In May 2016, The Guardian reported: “[Colombian environmental defender Jani] Silva says she has seen firsthand the effects of big business in Putumayo, where, she believes, oil companies ‘exploit irresponsibly’ and contaminate the environment despite legal protection granted by courts to the Amazon peasant farmer reserve zone.”

In that article, Silva is quoted saying: “When I go to other places where the businesses are, and I see only oil and contamination, that is very painful.”

Gimena Sánchez-Garzoli of WOLA has also written: “Oil slicks pollute the soil and drinking water of hundreds of farmers, animals, and plants, which is why Silva has campaigned for years against oil extraction.”

Ecopetrol/Amerisur overlap the Reserve Zone

PBI-Colombia has also highlighted that “one of the great challenges” the Perla Amazónica Peasant Reserve Zone (ZRCPA) in the department of Putumayo “has faced has been the arrival and expansion of oil companies.”

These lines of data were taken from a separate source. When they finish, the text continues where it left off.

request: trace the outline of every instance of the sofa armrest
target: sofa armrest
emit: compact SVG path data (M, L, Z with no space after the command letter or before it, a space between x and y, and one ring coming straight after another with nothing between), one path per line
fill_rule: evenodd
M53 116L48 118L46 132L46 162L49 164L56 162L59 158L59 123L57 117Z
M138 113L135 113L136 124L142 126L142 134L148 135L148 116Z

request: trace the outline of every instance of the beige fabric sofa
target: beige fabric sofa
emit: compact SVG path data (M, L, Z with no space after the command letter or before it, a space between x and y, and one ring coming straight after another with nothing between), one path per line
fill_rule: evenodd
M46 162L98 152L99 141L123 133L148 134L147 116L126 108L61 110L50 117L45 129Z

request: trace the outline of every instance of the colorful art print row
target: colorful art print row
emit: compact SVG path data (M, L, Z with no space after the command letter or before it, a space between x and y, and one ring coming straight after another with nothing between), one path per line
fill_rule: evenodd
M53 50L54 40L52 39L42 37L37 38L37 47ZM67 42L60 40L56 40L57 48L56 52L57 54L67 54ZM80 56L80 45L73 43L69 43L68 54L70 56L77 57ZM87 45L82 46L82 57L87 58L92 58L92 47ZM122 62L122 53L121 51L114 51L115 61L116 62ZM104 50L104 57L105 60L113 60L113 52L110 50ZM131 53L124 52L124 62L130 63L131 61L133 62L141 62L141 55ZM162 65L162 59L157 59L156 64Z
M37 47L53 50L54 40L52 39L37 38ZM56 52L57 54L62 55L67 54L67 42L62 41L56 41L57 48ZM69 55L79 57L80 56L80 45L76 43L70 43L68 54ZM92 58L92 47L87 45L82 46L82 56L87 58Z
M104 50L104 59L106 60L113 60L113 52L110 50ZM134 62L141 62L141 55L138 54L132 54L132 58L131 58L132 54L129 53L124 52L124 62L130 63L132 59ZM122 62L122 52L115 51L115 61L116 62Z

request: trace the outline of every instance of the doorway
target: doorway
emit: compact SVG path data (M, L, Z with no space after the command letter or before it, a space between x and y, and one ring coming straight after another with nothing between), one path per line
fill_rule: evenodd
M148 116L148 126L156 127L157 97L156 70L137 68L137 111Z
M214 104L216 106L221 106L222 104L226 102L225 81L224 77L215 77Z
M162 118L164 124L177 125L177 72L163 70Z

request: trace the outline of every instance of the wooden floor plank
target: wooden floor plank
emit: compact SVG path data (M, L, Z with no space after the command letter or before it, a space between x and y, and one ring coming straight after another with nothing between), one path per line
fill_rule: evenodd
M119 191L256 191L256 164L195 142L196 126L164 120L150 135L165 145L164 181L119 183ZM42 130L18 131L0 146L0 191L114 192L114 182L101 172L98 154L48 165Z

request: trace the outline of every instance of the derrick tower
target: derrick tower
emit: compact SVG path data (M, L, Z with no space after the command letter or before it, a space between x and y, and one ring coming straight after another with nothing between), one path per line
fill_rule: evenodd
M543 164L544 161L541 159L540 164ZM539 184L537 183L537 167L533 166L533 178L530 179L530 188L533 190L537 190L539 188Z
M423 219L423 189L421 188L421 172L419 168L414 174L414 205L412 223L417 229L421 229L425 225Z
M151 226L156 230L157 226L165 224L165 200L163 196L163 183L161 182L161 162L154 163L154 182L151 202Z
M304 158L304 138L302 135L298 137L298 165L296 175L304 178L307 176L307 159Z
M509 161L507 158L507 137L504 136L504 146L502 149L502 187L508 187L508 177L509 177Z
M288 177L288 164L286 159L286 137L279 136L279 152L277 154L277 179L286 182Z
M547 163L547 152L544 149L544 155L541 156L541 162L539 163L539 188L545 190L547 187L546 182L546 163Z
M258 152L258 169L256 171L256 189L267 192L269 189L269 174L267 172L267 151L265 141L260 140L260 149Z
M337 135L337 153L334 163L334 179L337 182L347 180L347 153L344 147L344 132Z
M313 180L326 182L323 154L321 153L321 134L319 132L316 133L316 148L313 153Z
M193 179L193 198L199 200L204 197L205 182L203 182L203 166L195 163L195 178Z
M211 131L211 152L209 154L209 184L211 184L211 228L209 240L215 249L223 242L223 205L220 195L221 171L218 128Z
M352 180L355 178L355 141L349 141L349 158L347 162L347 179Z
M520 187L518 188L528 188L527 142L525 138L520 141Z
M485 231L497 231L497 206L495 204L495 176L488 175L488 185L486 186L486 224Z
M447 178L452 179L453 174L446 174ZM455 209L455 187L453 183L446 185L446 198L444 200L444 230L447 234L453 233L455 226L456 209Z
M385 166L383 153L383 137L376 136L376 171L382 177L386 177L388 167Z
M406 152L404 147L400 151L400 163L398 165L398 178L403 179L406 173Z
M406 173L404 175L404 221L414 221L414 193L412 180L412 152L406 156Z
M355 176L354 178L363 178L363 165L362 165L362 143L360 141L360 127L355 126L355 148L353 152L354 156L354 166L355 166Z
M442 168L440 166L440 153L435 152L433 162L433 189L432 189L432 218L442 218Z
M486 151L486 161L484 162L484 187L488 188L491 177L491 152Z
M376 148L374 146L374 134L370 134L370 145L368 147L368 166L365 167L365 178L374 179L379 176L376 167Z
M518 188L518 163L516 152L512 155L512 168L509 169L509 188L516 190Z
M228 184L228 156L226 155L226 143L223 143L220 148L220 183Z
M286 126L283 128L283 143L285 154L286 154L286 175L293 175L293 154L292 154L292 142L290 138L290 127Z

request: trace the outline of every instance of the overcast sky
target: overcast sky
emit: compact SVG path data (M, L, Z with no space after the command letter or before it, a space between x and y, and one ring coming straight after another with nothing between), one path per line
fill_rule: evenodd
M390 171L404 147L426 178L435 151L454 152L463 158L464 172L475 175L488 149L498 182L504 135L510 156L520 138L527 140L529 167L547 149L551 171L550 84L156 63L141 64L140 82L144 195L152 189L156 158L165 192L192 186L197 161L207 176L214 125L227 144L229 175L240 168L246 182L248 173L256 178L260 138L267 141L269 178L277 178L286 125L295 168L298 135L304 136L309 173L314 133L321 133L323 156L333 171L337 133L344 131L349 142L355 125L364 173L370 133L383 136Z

Amnesty International has specified: “[Silva’s] work has placed her at loggerheads with the Ecopetrol oil company, which won a license to operate in areas overlapping with the reserve in 2006. In 2009, the license was transferred to the Amerisur oil company. Since then, at least two oil spills have poisoned the water sources that local communities depend on.”

Agenda Propia has also explained: “In the 22,000-hectare reserve, Jani and her community have a 4,632-hectare headache in Alea called Amerisur.”

It adds: “The company first applied for an environmental license in 2017, for 936 hectares, then applied for four thousand more two years later.”

In 2019, the Platanillo block (that the Organization of American States says “allegedly overlaps the Reserve Zone”) produced 1,369,440 barrels of oil.